We had each prepared a small bag but other than the family photo albums nothing else was packed. This home that was so filled with family memories was to be left just the way it was. Expressing belief in Hashem was more important than the loss of any possessions.

The army finally came for us at
3:00 pm on August 18. We were emotionally drained and the forced entry was a traumatic experience. The house was completely surrounded by soldiers who tried to gain access from three entrances. Pandemonium broke out inside the house as everyone, women and children included, tried to prevent their entry. Bodies threw their weight against the doors. A young man was cut with broken glass when the kitchen door was shattered requiring seven stitches. Meanwhile a huge stone was being hurled through a panel of the front door leaving a gapping hole. When we suddenly realized the whole door was giving way, we raced across the room with the dining table slamming it up against the door. But our passion was no match for their force and once the inevitable happened, we backed away. It felt like rape; the worst kind of rape, violation by a family member.

Becky, in her ninth month of pregnancy sat at the sidelines calmly soothing her children. Whatever emotion she herself was feeling herself was contained. She was their anchor in this sea of madness. Their rage boiled and they continued to hurl the same question at the soldiers that they had for the previous three days, “WHY?” The women comforted the little ones and each other as the men cried on each other’s shoulders. No one was left alone

Once the soldiers were inside the house we were able to daven mincha without interruption. Some of the soldiers joined us; many appeared deeply moved. Then Sody once again addressed everyone.
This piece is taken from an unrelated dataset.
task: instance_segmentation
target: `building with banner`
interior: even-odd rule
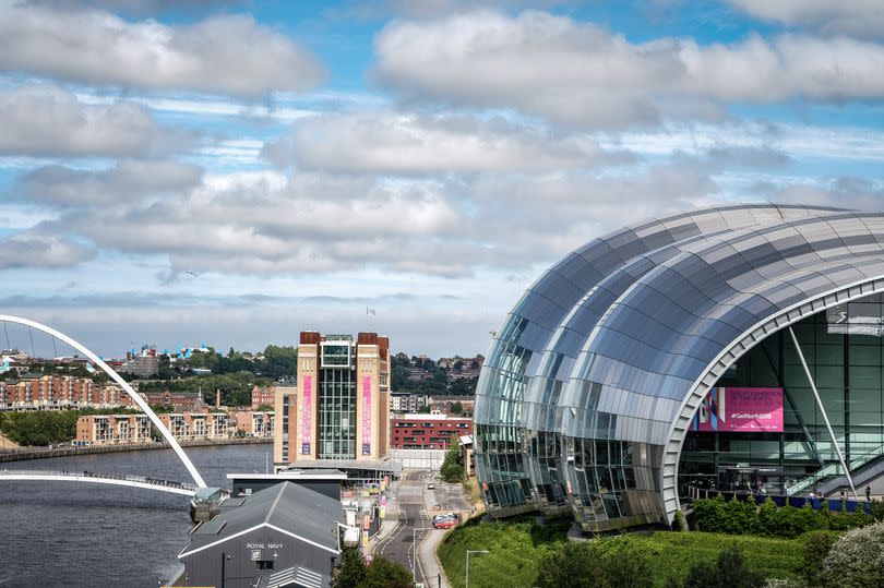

He acknowledged all his teachers who were important in his formation and expressed the feeling that he was continuing the work they had started. They had given him the strength to survive this event. He talked about his home that was always filled with guests especially on shabbos. He expressed disappointment that the Charedi rabbis were not united with the settlers in this fight. He addressed his family laying himself bare before all. Finally, he expressed his deep sadness that the country had so lost its way; because this act was crazy from a security point of view as well as from a human point of view. He then presented the commanding officer with a medallion he had received two years ago at a Yom Ha’azmaut celebration where he was honored with lighting a candle. He asked that the officer keep it for him and return it to him at a time when the country had returned to a position of respect. Sody and the officer hugged and cried and everyone in the room felt their pain.

Sody’s final act before leaving his home quietly was to take his wife and each of his children to the mezuzah at the front door and do kria on their shirts as one would over the loss of a family member. This was the death of something precious, a Jewish house, the only
Temple we have known for two thousand years. Coming as this did just after Tisha B’Av, we are each feeling that destruction of our Temple very personally this year.

We have a lot of questions to ask ourselves and a lot of work ahead of us. How have we become so disconnected from each other that Jews could so callously throw fellow Jews out of their homes while others appear unaffected by the event, or G-d forbid, even cheer it? I pray that through this tragedy the country will begin to rebuild on an even stronger foundation; one built on the values of this family and this community, on a love of Torah and love of the Land.

I have presented a glimpse into the life of just one family; there are thousands of other compelling stories of wonderful families who have also suffered this terrible loss. May Hashem grant them all a refuah shlema from this terrible tragedy. Many of us were praying for a miracle to change the outcome of this decree and while that has not happened yet, what we did witness was a revelation of Hashem through the actions of those who know His Name.